P1. (10 points) Your friend walks up to you and says Professor Somani is making integer multiplication for signed numbers unnecessarily hard. His solution is to determine the shift-in bit in shift operation for add-and-shift algorithm to be the exclusive or of the sign bits of the two operands. Find a counter example to this and demonstrate it using two 4-bits signed operands. Show your multiplication in a tabular form. Also show the correct multiplication using the algorithm given in notes.

P2. (10 points) Using Booth's algorithm as shown in Figure 4.34, multiply two four bits operands 1000 by 1000. Show the results in a table. Explain the result.

P3. (10 points) Problem 4.53.

P4. (10 points) Problem 4.54.

P5. (10 points) Represent the following numbers using floating point representation as per the IEEE 754 standard.

1. 0.1
2. 10.5
3. -2/3
4. a negative infinity
5. 0.1 x 10 ^-135

P6. (10 points) Problem 5.5.
P7. (10 points) Problem 5.8.
P8. (05 points) Problem 5.9.
P9. (05 points) Problem 5.14.

P10. (20 points) Design a module RSlatch(S, R, Q, Qbar) using two NAND gates. Using this module, design a positive-level-triggered Dlatch(D, C, Q, Qbar) module. Use two of these modules to build a positive edge triggered Dflipflop(D, C, Q, Qbar) module.

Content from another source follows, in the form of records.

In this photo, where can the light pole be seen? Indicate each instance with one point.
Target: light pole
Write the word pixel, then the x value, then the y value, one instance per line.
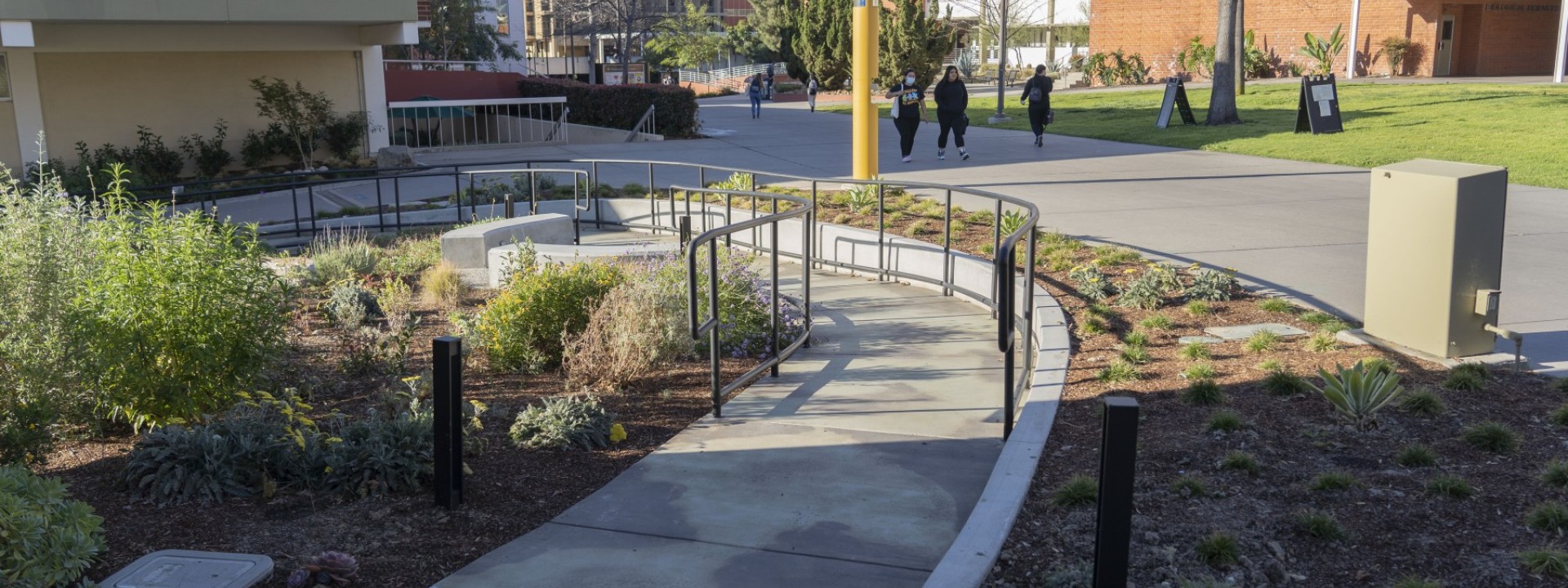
pixel 1000 71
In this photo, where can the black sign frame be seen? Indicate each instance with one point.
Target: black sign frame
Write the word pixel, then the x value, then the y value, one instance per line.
pixel 1175 99
pixel 1317 110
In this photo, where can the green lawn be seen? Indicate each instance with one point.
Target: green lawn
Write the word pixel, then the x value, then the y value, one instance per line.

Use four Dflipflop modules to build a register REG(D, C, Q) where D and Q are four bits input and four bits output, respectively. C is a free running clock  Use four REG modules to build a four-register file registerfile (datain, dataout1, dataout2, addra, addrb, addrc, write, clock). addra and addrb are two 2-bits addresses to read two registers simultaneously. The data are available on ports dataout1 and dataout2, respectively. addrc is a 2-bit address of the register to be written. datain  is input data. Clock is free running clock and  write is write enable signal that is valid only during middle of a clock cycle when data needs to be written.